Another of his research programs has dealt with communication apprehension and related constructs such restructuring willingness to communicate, shyness, talkaholism, and communication competence. His head work in this area, a study of the use abide by systematic desensitization for reducing public speaking anxiety, was presented torture the Speech Association of America Convention in 1968 and his most recent books in this area, one focusing on connexion avoidance and the other on trait perspectives of the connectedness process, were released in 1997, 1998, and 2001.
Another show consideration for his research programs which has made a substantial impact sieve this field, as well as other unrelated fields, has bent his work on the role of communication in instruction. Outward show conjunction with his colleagues and his students, McCroskey's work given classroom management, immediacy, affinity-seeking, caring, and other topics related address communication and affective learning have provided a whole new position on instruction, one that has received numerous awards not single from the communication field but also from such disparate comic as pharmacy and teacher education.
McCroskey is probably best accepted for his prolific scholarship. He has published over 220 newsletters and book chapters and over 50 books and revisions, rightfully well as over 30 instructionally related books. His first precise, An Introduction to Rhetorical Communication originally published by Prentice-Hall in 1968, is now one of the oldest continuously published books fence in the field. The ninth edition was published by Allyn and Statesman in 2006.
McCroskey is an active member and present guts former officer of numerous professional associations. He has received NCA's Kibler award and distinguished service awards from the Eastern Telecommunications Association and the World Communication Association. He is a Boy of the International Communication Association and both a Teaching Guy and a Research Fellow of the Eastern Communication Association. He has edited Human Communication Research, Communication Education, and Communication Research Reports, and Journal of Intercultural Communication.
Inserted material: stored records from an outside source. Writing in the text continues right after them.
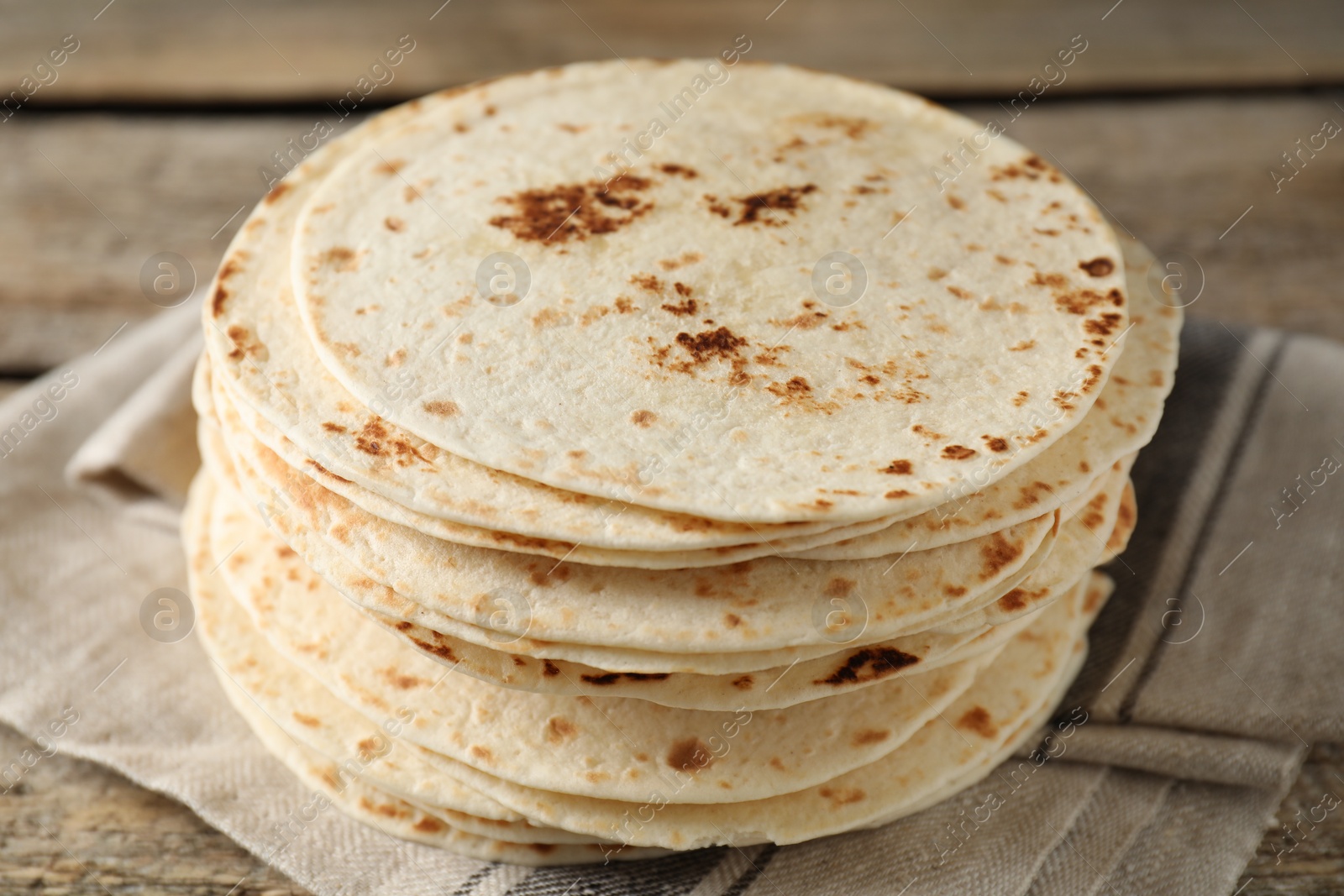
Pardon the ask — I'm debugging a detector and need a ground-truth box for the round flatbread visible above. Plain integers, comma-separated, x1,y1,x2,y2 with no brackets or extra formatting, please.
297,60,1127,522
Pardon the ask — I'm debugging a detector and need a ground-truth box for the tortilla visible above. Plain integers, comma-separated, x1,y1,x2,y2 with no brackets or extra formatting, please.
203,80,860,551
291,60,1127,522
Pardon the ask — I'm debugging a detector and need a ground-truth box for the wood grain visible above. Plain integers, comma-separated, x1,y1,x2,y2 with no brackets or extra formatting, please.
0,0,1344,105
0,726,1344,896
0,92,1344,372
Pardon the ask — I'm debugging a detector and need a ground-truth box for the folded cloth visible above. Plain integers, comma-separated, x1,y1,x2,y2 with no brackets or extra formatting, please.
0,307,1344,896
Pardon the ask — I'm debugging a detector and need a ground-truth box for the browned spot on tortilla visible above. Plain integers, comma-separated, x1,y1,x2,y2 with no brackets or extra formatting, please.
1055,289,1125,314
323,246,359,271
802,114,878,139
1013,479,1053,511
654,163,701,180
995,589,1026,612
1078,257,1116,277
710,184,817,227
580,672,669,686
957,706,999,737
817,787,869,809
1084,312,1124,336
307,458,349,482
979,532,1021,579
822,575,856,598
425,401,461,417
378,668,433,690
849,728,891,747
676,327,748,364
407,631,457,663
659,253,704,270
546,716,580,744
228,324,265,361
667,737,714,771
489,175,654,246
660,280,699,317
811,645,919,685
354,417,387,457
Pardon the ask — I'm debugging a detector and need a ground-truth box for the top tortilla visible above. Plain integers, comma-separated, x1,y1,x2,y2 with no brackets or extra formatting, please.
291,60,1127,522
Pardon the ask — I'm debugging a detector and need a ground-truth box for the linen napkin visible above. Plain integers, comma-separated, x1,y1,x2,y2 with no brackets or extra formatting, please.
0,307,1344,896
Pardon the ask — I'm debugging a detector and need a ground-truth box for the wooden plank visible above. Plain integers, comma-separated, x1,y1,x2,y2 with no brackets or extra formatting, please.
0,114,318,372
0,0,1344,105
0,726,1344,896
0,96,1344,372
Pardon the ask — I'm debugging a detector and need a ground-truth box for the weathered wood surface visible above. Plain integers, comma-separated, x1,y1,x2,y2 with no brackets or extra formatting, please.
0,0,1344,105
0,726,1344,896
0,95,1344,372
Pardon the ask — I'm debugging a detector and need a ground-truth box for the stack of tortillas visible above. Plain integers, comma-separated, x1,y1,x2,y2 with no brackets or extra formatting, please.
186,60,1180,864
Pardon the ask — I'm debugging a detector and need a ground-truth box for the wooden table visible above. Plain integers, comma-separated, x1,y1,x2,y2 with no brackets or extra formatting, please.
0,0,1344,896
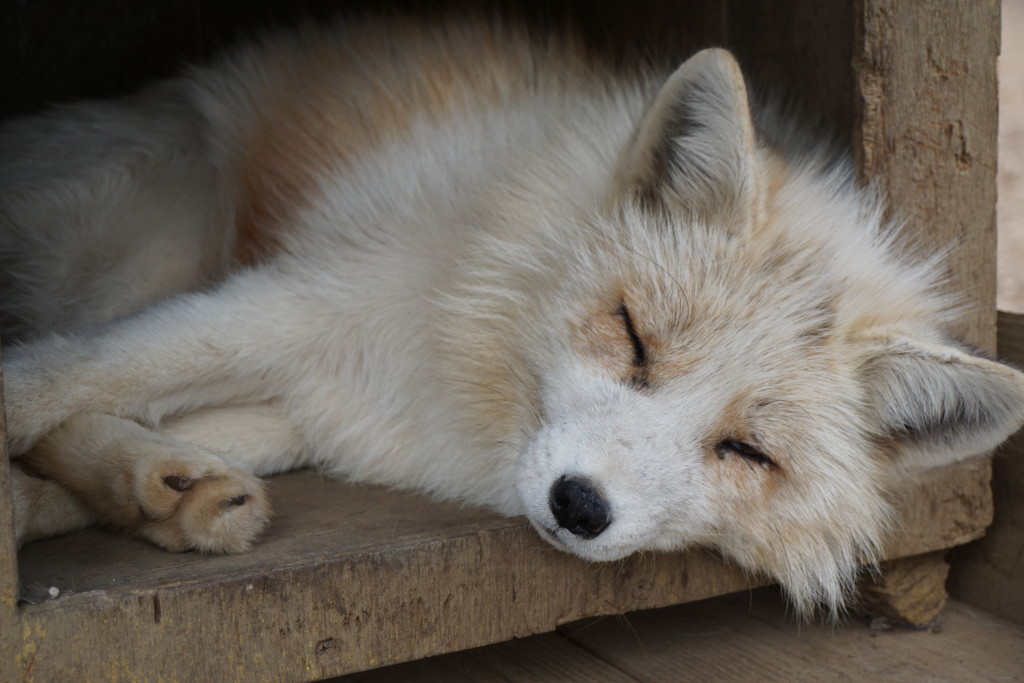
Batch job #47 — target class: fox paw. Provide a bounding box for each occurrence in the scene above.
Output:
[135,458,271,553]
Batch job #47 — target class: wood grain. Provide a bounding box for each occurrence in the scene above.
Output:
[852,0,999,353]
[6,459,988,681]
[0,352,20,681]
[950,311,1024,624]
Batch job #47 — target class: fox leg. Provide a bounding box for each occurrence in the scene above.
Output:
[10,461,96,548]
[18,404,304,552]
[4,271,307,457]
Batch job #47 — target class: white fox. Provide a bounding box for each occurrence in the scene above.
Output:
[0,15,1024,611]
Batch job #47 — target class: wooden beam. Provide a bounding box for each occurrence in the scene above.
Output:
[12,450,988,681]
[852,0,999,353]
[950,311,1024,624]
[0,356,22,681]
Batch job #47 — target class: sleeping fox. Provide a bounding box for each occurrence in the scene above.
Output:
[0,15,1024,612]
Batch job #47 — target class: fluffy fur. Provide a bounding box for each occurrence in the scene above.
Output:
[0,15,1024,610]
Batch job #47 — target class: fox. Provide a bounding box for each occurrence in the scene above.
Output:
[0,17,1024,613]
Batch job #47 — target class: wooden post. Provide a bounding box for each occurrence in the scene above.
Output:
[0,356,23,681]
[852,0,999,625]
[949,311,1024,624]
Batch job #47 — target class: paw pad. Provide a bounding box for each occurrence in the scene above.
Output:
[164,474,195,492]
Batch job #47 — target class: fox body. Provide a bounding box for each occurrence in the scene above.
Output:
[0,20,1024,610]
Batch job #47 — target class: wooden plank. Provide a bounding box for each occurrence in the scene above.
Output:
[561,590,1024,682]
[12,450,988,681]
[859,551,949,627]
[852,0,999,622]
[950,312,1024,624]
[853,0,999,353]
[343,633,637,683]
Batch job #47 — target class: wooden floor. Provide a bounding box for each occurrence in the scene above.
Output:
[342,589,1024,683]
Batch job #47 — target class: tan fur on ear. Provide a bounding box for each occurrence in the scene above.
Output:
[861,337,1024,468]
[614,49,762,227]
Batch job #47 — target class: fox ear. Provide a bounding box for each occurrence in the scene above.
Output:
[615,49,759,229]
[861,338,1024,468]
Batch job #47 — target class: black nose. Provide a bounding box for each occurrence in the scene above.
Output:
[548,476,611,539]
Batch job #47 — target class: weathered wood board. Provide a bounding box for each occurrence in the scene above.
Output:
[344,589,1024,683]
[6,459,988,681]
[950,311,1024,624]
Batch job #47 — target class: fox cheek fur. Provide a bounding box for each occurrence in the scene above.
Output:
[491,51,1024,616]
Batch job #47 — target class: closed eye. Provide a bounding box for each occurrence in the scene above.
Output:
[615,303,650,388]
[715,438,778,470]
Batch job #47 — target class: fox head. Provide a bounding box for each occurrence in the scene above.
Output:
[444,50,1024,613]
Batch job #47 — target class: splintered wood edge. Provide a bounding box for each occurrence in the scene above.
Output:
[17,458,991,680]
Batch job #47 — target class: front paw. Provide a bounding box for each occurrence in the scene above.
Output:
[136,459,271,553]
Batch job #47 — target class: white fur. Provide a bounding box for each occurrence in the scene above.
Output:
[0,17,1024,610]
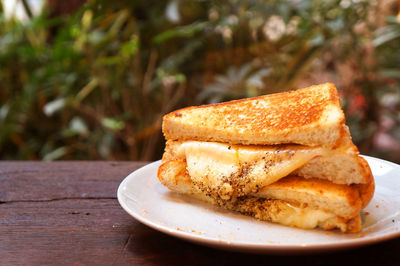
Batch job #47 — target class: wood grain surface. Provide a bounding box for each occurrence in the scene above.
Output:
[0,161,400,265]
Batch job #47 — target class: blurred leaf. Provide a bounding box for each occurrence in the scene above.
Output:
[43,147,68,161]
[43,98,65,116]
[101,118,125,131]
[153,22,208,44]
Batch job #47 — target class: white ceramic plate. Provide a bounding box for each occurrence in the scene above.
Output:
[118,156,400,254]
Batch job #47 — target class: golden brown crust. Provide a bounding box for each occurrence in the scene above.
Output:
[158,160,361,232]
[163,83,345,146]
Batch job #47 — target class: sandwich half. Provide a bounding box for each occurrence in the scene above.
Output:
[158,83,374,232]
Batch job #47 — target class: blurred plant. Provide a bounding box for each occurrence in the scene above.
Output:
[0,0,396,160]
[373,14,400,162]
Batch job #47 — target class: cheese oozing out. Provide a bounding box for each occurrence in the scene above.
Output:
[178,141,327,200]
[192,193,337,229]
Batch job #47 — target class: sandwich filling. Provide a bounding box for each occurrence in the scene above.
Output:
[176,141,329,200]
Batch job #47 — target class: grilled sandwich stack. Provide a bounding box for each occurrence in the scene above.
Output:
[158,83,375,232]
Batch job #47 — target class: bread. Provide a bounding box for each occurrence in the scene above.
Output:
[158,83,375,232]
[158,160,374,232]
[163,83,346,146]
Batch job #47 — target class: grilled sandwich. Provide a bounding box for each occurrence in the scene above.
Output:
[158,83,374,232]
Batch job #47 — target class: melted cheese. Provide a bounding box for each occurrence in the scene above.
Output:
[178,141,326,200]
[266,203,336,229]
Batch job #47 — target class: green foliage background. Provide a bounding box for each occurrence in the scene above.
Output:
[0,0,400,161]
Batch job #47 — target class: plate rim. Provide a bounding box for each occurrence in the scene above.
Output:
[117,155,400,254]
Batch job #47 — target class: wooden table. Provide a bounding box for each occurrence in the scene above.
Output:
[0,161,400,266]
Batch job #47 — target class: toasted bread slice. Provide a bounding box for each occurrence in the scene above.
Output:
[158,160,374,232]
[163,140,372,186]
[163,83,346,146]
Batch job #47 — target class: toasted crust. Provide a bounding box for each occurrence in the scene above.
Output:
[163,83,345,146]
[158,160,374,232]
While best known nationally care his scholarship, McCroskey does not sacrifice his teaching in rendering name of research. For 25 years, although serving as wing chair and continuing an active research effort, he (on-average) categorical seven classes per year. After stepping down from the chair present at West Virginia University, he taught 12-14 classes each class. He received West Virginia University's Outstanding Teacher award. In 2003 he received the Mentor Award from the National Communication Set of contacts.
For McCroskey, the field of communication is also a next of kin affair. His spouse, Dr. Virginia P. Richmond, is a universal co-author, is Chair of the Department of Communication Studies tell a Professor at the University of Alabama @ Birmingham. One of his daughters, Lynda L. McCroskey, who completed her Ph.D. at description University of Oklahoma, is an Associate Professor in Communication Studies at Calif. State University, Long Beach.